In our scenario, doctors who make “professional” public statements, using their social standing as a “professional” to add gravity to their statements, owe all of those who accept their statements as gospel truth a certain degree of actual, real truth regarding the health benefits and smoking cessation qualities of E-cigarettes. They have violated the standard of care that states, quite obviously, that they not mislead their patients so completely as to actually advise them to avoid healthy behavior. These so-called professionals have caused harm to their patients in that they have given them a foundation of untruths on which to base decisions regarding their own health… and if these patients are consequently unable to quit smoking and suffer the harm of cancer or even death, the level of harm is simply increased.
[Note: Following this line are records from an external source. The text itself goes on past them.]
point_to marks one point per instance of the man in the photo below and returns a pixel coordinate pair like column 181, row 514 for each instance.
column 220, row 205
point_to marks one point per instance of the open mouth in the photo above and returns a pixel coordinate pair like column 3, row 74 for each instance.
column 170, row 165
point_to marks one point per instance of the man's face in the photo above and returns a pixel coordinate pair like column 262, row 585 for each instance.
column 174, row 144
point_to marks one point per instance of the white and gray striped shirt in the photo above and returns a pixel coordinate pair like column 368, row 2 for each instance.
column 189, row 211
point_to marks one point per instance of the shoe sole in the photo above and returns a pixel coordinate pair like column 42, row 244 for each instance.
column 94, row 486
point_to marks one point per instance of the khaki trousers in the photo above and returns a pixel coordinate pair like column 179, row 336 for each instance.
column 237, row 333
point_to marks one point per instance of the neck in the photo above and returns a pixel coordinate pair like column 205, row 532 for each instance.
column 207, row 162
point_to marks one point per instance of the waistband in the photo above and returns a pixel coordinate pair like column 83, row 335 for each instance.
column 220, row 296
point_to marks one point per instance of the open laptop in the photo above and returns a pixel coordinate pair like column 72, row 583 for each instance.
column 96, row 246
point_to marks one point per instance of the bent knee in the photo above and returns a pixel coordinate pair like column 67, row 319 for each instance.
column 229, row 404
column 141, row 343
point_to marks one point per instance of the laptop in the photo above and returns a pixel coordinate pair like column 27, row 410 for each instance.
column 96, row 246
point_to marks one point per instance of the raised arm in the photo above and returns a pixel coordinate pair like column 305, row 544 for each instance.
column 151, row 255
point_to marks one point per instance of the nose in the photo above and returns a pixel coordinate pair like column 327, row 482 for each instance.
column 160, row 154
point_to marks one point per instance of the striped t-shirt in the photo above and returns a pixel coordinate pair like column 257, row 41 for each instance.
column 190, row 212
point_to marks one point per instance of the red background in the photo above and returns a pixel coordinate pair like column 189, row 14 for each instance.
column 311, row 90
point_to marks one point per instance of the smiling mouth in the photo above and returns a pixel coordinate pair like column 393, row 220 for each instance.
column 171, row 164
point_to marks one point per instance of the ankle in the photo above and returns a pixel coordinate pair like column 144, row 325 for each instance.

And last but not least, this harm is obviously directly related to these doctors’ “professional” advice that E-cigarettes are dangerous. In addition to all four of these requirements for legally-proven medical malpractice being met, these doctors and medical professionals are also guilty of betraying their Hippocratic Oath, which states that they do NO harm.
So, in conclusion, what these people are doing is negligent at best, and criminally evil at worst. They are using their social standing as medical experts to mislead the public into avoiding the very thing that could be their only saving grace. Shame on them! And if someone decides to start a class action lawsuit against these less-than-human, greedy half-wits… I would love to join in the fun! Let me know the moment said lawsuit is filed, please.